As demands grow in some quarters for western humanitarian intervention in Syria's bloody civil war, it is timely to take stock of the results of western humanitarian intervention in Libya two years ago. Of course, it is not the outcome in Libya that made foreign intervention problematic, but its legality and coercive character in forcing regime change.
Below is a report from World Review, 27 June 2013: it makes for sober reading.
TWO YEARS have passed since the start of the rebellion in Libya which, with substantial aid from Western forces, resulted in the fall of Colonel Muammar Gaddafi. But conflict is far from over. In reality, everything is in chaos, although more or less organised chaos.
Muammar Gaddafi seized power from King Idris in a bloodless coup in 1969. For more than 40 years, he managed to handle all the various regional and tribal sensitivities with adept manipulation and cunning – and at times by force.

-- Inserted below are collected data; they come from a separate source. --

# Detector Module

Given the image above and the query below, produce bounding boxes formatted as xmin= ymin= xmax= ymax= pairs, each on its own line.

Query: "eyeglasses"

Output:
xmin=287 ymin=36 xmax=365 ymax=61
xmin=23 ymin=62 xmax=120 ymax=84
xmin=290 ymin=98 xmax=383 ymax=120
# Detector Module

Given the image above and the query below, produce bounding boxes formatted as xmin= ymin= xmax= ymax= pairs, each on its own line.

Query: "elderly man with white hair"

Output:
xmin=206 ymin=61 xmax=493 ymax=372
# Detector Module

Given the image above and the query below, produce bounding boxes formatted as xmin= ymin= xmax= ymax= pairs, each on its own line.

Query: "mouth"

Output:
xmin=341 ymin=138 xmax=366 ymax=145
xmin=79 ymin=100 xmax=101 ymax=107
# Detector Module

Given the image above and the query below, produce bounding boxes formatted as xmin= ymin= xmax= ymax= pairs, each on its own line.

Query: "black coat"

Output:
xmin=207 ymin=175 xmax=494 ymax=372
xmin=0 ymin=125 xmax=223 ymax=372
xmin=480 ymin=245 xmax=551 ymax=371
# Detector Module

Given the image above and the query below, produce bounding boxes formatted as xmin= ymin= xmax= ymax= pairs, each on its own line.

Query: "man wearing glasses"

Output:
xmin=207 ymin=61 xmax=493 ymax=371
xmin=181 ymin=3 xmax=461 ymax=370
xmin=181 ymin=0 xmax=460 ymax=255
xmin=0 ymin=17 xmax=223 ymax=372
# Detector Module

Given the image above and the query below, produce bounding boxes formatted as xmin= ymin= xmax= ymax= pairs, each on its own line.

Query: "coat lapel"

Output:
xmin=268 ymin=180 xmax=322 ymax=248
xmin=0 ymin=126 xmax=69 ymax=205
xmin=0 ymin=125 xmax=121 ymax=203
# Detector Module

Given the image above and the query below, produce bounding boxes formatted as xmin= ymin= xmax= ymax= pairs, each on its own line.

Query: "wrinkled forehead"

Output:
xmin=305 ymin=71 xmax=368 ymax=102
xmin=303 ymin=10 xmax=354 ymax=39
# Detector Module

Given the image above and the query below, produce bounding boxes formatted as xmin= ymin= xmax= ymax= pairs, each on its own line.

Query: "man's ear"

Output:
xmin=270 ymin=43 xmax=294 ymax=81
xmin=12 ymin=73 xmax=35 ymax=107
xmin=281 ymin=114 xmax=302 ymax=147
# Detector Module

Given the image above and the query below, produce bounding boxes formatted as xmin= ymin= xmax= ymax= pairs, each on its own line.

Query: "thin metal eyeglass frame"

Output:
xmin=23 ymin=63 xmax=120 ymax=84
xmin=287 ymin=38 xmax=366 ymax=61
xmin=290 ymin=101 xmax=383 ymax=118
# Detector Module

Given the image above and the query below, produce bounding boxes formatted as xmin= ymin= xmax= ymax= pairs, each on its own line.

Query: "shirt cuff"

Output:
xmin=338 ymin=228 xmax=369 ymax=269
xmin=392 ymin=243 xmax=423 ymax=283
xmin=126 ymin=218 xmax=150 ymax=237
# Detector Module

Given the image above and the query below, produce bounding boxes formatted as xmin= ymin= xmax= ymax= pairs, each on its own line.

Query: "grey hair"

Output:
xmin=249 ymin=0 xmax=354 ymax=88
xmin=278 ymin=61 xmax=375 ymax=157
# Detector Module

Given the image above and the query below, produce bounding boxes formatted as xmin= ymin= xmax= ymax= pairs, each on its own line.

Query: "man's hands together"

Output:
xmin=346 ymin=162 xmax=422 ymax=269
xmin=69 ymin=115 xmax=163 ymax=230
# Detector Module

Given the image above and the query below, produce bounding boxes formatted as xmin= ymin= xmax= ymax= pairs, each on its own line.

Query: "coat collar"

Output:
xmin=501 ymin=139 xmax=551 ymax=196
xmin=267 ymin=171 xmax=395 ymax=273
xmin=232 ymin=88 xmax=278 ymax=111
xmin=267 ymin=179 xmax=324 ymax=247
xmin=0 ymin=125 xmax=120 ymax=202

But from the beginning of the hostilities in February 2011, which led to Colonel Gaddafi’s downfall, there were signs of anarchy and conflict between the three main regions, as well as within them. In Tripolitania, the different opposing groups are the militias of Misrata, where the rebellion began, the Berbers of the Nafusa Mountains, the city-dwellers in Tripoli and the Warfalla of Bani Walid. In Cyrenaica, the Islamists of Derna fight with the Senussi Sufi order of Benghazi. In Fezzan, the black Toubou tribes are rebelling against the Ulad Sliman Arabs.
The mosaic is not only ethnic and geographic, but also religious because the application of Islam is very different from one community to the next. All this creates an explosive situation, in which the fall of the ‘Guide’ - Colonel Gaddafi - has been a centrifugal force. Fighting for control of hydrocarbon resources is adding to animosity between the groups.
The official government, formed from the National Transitional Council, appears to be in charge of very little. Barely a third of the capital, Tripoli, is said to be under its control. Those in a position of responsibility between Colonel Gaddafi’s rise to power in 1969 and his fall in October 2011 have been excluded from politics, under a law passed on May 5, 2013, by the General National Congress (GNC).
The ban includes former ministers, ambassadors, people’s committee representatives, domestic security officers, journalists, student unionists and university deans. The spectrum is broad, encompassing 500,000 people. The current president of the GNC and former ambassador to India, Mohammed Magariaf, is also excluded from office. Another victim is Mahmoud Jibril who was prime minister during the revolution. At least four ministers of the government of Ali Zeidan and some 15 representatives also fall under the scope of the law.
The result is that no one is left, except Islamists. It is these Islamists, and the growing influence of militias close to Salafists, followers of a strict, fundamentalist interpretation of Islam, who benefit from the purge.
These thuwars or revolutionaries have since been demanding the resignation of Prime Minister Ali Zeidan.
Although they have traded in their combat fatigues for suits, the new masters of Libya are no softies.
Abdelhakim Belhadj, governor of Tripoli and a former jihadist, has been seeking power with his new party, Al-Watan, which is described as tending towards ‘Salafi nationalism’. Abdelkarim al-Hasadi, known as the ‘Emir of Derna’, in the eastern part of Libya, is an admirer of the Taliban and makes excuses for the stoning of women. The Grand Mufti Sadeq Al-Ghariani has called for a ban on Libyan women marrying foreigners.
These men, with their well-armed militias, prosper and prepare for what is expected to be Libya's sombre future. In the south jihadists tend to their business, carrying out attacks.
If tribal and religious leaders succeed in reaching an agreement it will simply be a matter of Libya following the path of the oil-based monarchies of the Gulf, like Qatar and Saudi Arabia.
The literal and violent application of Sharia law in those countries does not appear to concern the rest of the world. This is because the only thing that seems to be working in Libya is the production of oil and gas, which is now at pre-revolution levels.
Western oil companies, such as the French group Total which invested US$130 million in 2013 (around 100 million euros) in gas exploration in Libya, do not seem to find anything wrong with the situation vacillating between anarchy and Islamist repression.